3. Draw a simple polygon.

    
   1. Choose a point outside the polygon to use as the center of dilation. Label it \(C.\)
   2. Using your center \(C\) and the scale factor you were given, draw the image under the dilation of each vertex of the polygon, one at a time. Connect the dilated vertices to create the dilated polygon.
   3. Draw a segment that connects each of the original vertices with its image. This will make your diagram look like a cool three-dimensional drawing of a box! If there's time, you can shade the sides of the box to make it look more realistic.
   4. Compare your drawing to other people’s drawings. What is the same and what is different? How do the choices you made affect the final drawing? Was your dilated polygon closer to \(C\) than to the original polygon, or farther away? How is that decided?

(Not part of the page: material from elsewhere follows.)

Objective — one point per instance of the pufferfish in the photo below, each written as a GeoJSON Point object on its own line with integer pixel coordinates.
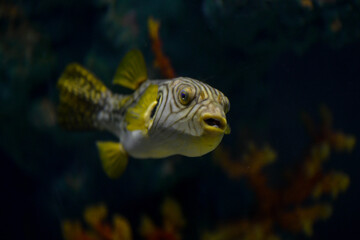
{"type": "Point", "coordinates": [161, 118]}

Dilations also work without a grid. Consider the dilation shown here:

If \(A\) is the center of dilation, how can we find which point is the dilation of \(B\) with scale factor 2? Because the scale factor is larger than 1, the point must be farther away from \(A\) than \(B\) is, which makes \(C\) the point we are looking for. If we measure the distance between \(A\) and \(C\), we would find that it is exactly twice the distance between \(A\) and \(B\).

A dilation with scale factor less than 1 brings points closer. The point \(D\) is the dilation of \(B\) with center \(A\) and scale factor \(\frac{1}{3}\).